Gözlemlediğim kadarıyla bu sıkıntıların yansımaları devam ediyor bugün. Bunun sebebi de, yazının başlığında değindiğim üzere, muhalefetin esas noktayı kaçırıyor olması.

Bizde güzel bir döngü var. Çok temel bir X sorunu vardır. Bu X sorunu, Y, Z, Q kişilerine, durumlarına yansıtılır. Muhalefet bunlardan Y'yi seçer, Y için toplanılır, protestolar yapılır. Bu sırada Z ve Q ise kaderine terk edilmiş olur. X sorunu ise A, B ve C'ye yansımak üzerine hayatına devam eder.

(Lejand:

X = Her türlü azınlık karşıtlığı, devlet örgütü, TMK, ÖYM, yetki gaspı.
Y = Hrant Dink, Büşra Ersanlı, Ragıp Zarakolu, Ahmet Şık, Nedim Şener.
Z , Q = Siyasi olduğu devletçe itiraf edilmiş KCK tutuklamaları, TMK'nın aşırılığı ile gerçekleşen öğrenci tutuklamaları, artık kimsenin bir fikri olmadığı Ergenekon tutuklamaları, ve de duyamadığımız binlerce mağduriyet vakası.)

Sormaya başlıyorum.

Daha geçen gün Uludere'de 38 insanın başına bomba yağdırdılar. Bu katliam için kitlesel bazda ne kadar tepki verildi? Katliamdan bir hafta sonra olayın akıbeti ile ilgili ne okuduk, ne duyduk? Mesela doğru düzgün soruşturma açılmadığını biliyor muyuz? Ve hatta umurumuzda mı?

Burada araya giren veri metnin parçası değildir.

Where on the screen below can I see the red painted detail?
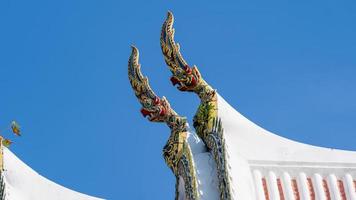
[141,108,151,117]
[262,178,269,200]
[323,179,331,200]
[171,76,179,86]
[292,179,300,200]
[307,178,315,200]
[277,178,285,200]
[154,97,161,105]
[337,180,346,200]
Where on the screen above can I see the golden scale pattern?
[161,12,232,200]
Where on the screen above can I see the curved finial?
[161,11,202,91]
[128,46,176,122]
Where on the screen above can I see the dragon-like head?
[161,12,202,91]
[128,46,174,122]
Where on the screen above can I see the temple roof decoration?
[128,46,199,200]
[129,12,356,200]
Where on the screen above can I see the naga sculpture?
[161,12,231,199]
[128,12,232,200]
[128,47,198,200]
[129,12,356,200]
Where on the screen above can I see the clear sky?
[0,0,356,200]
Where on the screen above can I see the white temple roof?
[2,147,103,200]
[218,96,356,200]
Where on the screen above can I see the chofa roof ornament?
[129,12,356,200]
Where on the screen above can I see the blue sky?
[0,0,356,200]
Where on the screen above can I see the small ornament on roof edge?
[11,121,21,136]
[0,121,21,148]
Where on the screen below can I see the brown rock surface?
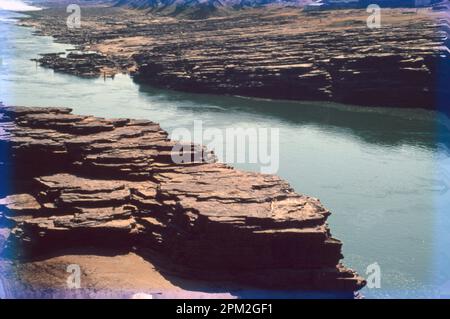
[0,107,364,295]
[19,8,450,111]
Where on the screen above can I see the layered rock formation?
[0,107,364,296]
[23,8,450,110]
[135,10,450,109]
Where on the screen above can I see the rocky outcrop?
[0,107,365,296]
[24,8,450,112]
[34,52,129,78]
[135,12,450,109]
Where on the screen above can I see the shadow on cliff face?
[0,246,351,299]
[139,84,450,149]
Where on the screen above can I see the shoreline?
[14,7,450,115]
[0,106,365,298]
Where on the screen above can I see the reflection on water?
[0,10,450,297]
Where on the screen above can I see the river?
[0,7,450,298]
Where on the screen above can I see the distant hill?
[115,0,305,19]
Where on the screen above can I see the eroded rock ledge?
[0,107,365,295]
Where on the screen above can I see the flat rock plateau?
[22,6,450,110]
[0,106,365,297]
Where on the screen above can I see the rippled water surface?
[0,12,450,298]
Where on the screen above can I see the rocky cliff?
[0,107,365,297]
[134,8,450,109]
[26,8,450,112]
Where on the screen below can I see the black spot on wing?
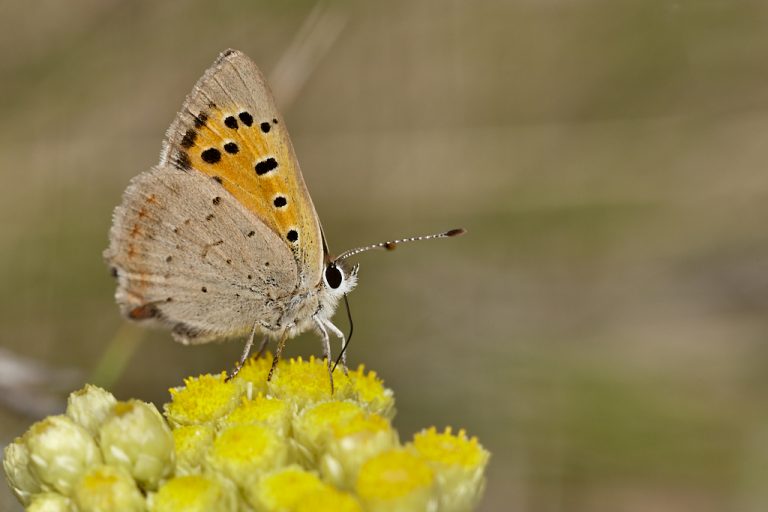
[237,112,253,126]
[173,151,192,171]
[181,128,197,148]
[195,112,208,128]
[255,157,277,176]
[200,148,221,164]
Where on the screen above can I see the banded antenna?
[333,228,467,261]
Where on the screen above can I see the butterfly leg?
[227,324,266,380]
[312,317,333,394]
[267,333,288,382]
[255,336,269,359]
[325,320,348,375]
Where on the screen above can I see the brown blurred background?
[0,0,768,512]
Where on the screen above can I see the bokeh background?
[0,0,768,512]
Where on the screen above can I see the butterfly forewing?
[161,50,323,286]
[105,165,298,343]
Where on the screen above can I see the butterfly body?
[105,50,356,352]
[104,50,464,389]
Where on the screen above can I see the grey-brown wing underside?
[104,164,298,343]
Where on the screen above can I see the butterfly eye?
[325,263,344,290]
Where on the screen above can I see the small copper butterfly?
[104,50,464,387]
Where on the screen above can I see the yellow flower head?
[356,449,436,512]
[411,427,489,512]
[208,424,288,488]
[150,475,238,512]
[3,358,489,512]
[234,352,274,399]
[347,364,395,420]
[173,425,215,475]
[221,393,291,436]
[246,465,325,512]
[291,485,363,512]
[267,357,349,410]
[165,372,240,426]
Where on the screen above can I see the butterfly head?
[323,260,360,297]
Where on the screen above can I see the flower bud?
[26,492,76,512]
[99,400,174,490]
[24,415,102,495]
[67,384,117,437]
[3,437,41,505]
[72,465,147,512]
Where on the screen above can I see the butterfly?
[104,49,464,389]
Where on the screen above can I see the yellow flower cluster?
[3,357,489,512]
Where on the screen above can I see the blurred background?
[0,0,768,512]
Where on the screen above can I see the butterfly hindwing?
[161,50,323,286]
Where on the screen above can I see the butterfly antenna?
[331,293,355,373]
[335,228,466,261]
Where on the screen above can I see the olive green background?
[0,0,768,512]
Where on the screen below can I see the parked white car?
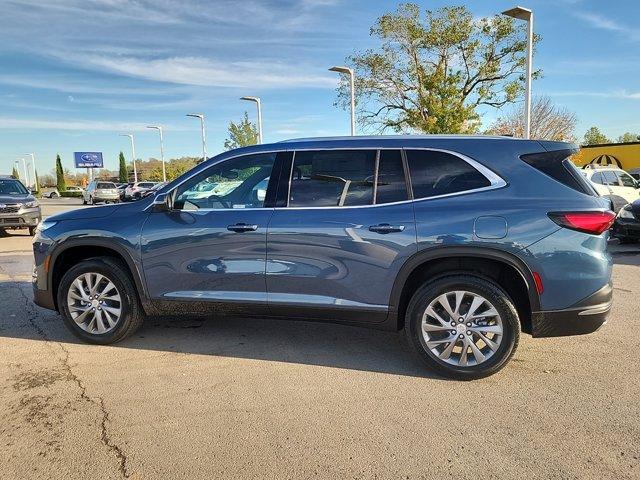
[124,182,156,200]
[582,167,640,211]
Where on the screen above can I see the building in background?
[573,142,640,173]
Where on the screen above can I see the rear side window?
[618,172,636,188]
[591,172,604,185]
[289,150,376,207]
[406,150,491,199]
[520,150,598,197]
[376,150,409,204]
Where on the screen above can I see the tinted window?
[407,150,491,198]
[173,153,276,210]
[376,150,409,203]
[618,172,636,188]
[289,150,376,207]
[602,171,618,187]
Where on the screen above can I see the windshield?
[0,178,29,195]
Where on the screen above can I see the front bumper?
[531,283,613,338]
[0,207,42,228]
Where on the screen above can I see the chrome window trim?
[166,147,507,212]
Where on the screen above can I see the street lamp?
[25,153,40,192]
[329,67,356,137]
[187,113,207,162]
[240,97,262,143]
[502,7,533,138]
[147,125,167,182]
[120,133,138,183]
[21,157,30,187]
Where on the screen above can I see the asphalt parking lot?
[0,199,640,479]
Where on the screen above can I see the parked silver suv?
[82,180,120,205]
[0,177,42,235]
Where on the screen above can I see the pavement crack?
[17,285,130,478]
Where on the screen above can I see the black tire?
[58,257,144,345]
[404,274,520,380]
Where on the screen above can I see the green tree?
[616,132,640,143]
[118,151,129,183]
[583,127,611,145]
[56,155,67,192]
[336,3,540,133]
[224,112,258,150]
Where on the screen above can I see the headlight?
[36,220,58,232]
[618,207,634,219]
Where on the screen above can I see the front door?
[266,150,416,323]
[141,153,276,311]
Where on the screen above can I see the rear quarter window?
[406,150,491,199]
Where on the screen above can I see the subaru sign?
[73,152,103,168]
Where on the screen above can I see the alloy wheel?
[67,272,122,335]
[421,290,504,367]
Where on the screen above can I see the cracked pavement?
[0,200,640,479]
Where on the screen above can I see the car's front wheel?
[58,257,144,344]
[405,275,520,380]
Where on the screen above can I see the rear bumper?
[611,218,640,239]
[531,283,613,338]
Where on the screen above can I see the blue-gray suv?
[33,136,615,379]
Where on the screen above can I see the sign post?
[73,152,104,180]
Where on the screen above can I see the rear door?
[266,149,416,323]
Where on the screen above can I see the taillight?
[549,211,616,235]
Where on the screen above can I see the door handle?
[369,223,404,234]
[227,223,258,233]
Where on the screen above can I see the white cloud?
[0,117,185,132]
[76,56,337,89]
[574,11,640,40]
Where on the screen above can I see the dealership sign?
[73,152,103,168]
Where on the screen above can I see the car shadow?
[0,282,441,379]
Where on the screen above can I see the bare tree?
[486,96,578,142]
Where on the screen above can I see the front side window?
[602,171,619,187]
[288,150,376,207]
[173,153,276,210]
[406,150,491,199]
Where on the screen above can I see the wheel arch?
[47,238,149,311]
[389,247,540,333]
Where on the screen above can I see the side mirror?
[151,193,169,212]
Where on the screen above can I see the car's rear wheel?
[58,257,144,344]
[405,275,520,380]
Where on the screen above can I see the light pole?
[329,67,356,137]
[25,153,40,192]
[120,133,138,183]
[22,157,31,187]
[147,125,167,182]
[187,113,207,162]
[502,7,533,138]
[240,97,262,143]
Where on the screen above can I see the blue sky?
[0,0,640,173]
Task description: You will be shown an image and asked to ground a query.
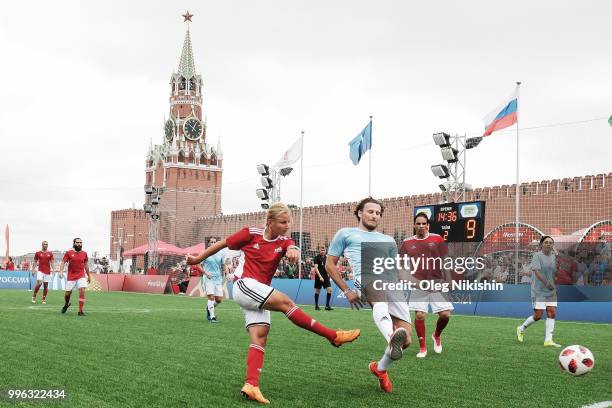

Bütün bu rahatsızlıkların kaynağı yasal düzenlemeler için nasıl bir kamuoyu oluşturdu nüfuzlu entelektüeller? TMK için kaç tane yazı yazıldı, panel düzenlendi? 4 ay önce Bülent Arınç "TMK'nın değişmesi isteniyorsa yüksek sesle söylensin" dediğinde kaç kişi bir şeyler söyledi? Neden tartışma yapılmadı?

KCK tutuklamalarının neden yapıldığı konusunda kimsenin bir fikri var mı? İddianameyi kaç kişi okudu? Neden sadece "Ben her türlü şiddete karşıyım, o yüzden KCK haklıdır" ya da "Benim tanıdıklar içeride, o yüzden soruşturma haksızdır" parametrelerinden tartışma yapılıyor? Devlet gözetiminde görüşme yapan Abdullah Öcalan'ın avukatlarının bile tutuklanması neden hiç dikkat çekmiyor? Bu usulsüzlükler kime yar olacak?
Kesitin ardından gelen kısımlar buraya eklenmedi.